Denver — A Denver nonprofit is helping residents in the Westwood neighborhood grow their own produce to provide the community with thousands of pounds of fresh food.

Re:Vision, a nonprofit, is helping tackle hunger by increasing food access in low-income communities with a Backyard Garden Program.

“The reason it’s so important is because this neighborhood really lacks access to healthy food, and what it doesn’t lack is assets and the people power,” said JoAnna Cintron, the nonprofit executive director.

Community health workers, known as promotoras, go into neighborhoods and help families establish a backyard program. The volunteers also help increase education and access to community programs. The model used to connect families with resources using promotoras was adopted from Latin American countries.

Maiyra Olivas, a promotora, said it’s about more than just gardening. They teach families how to value the land, the food and the Latin culture.

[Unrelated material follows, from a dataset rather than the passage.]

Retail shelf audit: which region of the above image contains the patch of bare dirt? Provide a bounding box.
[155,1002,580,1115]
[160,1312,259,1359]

There are 150 backyard gardens throughout the Westwood neighborhood. On average, each garden is about 400 square feet and yields 400 pounds of fresh produce a year. Each year, all the gardens in the southwest neighborhood produce more than 75,000 pounds of fruits and vegetables

Erika Rodalte has lived in the Westwood neighborhood for more than a decade. She joined the program few years back and started a small garden in her front yard. Her two boys grow tomatoes, which the family uses to make salsa or chopped tomatoes for a salad. Rodalte said the garden helps her boys not only understand where food comes from but also how to eat healthy.

David De Santiago, 56, is the manager of the urban farm for the nonprofit. He spends several hours a day planting or picking ripe peppers, garlic, tomatoes, eggplants, watermelons and more.

De Santiago was born in a small town near Zacatecas, Mexico, but he’s lived in the Westwood neighborhood for two decades. It's a place that feels like the small rural town he grew up in. He said he loves giving people handfuls of food when they stop by.

Promotoras are now recruiting families for the garden program in 2021.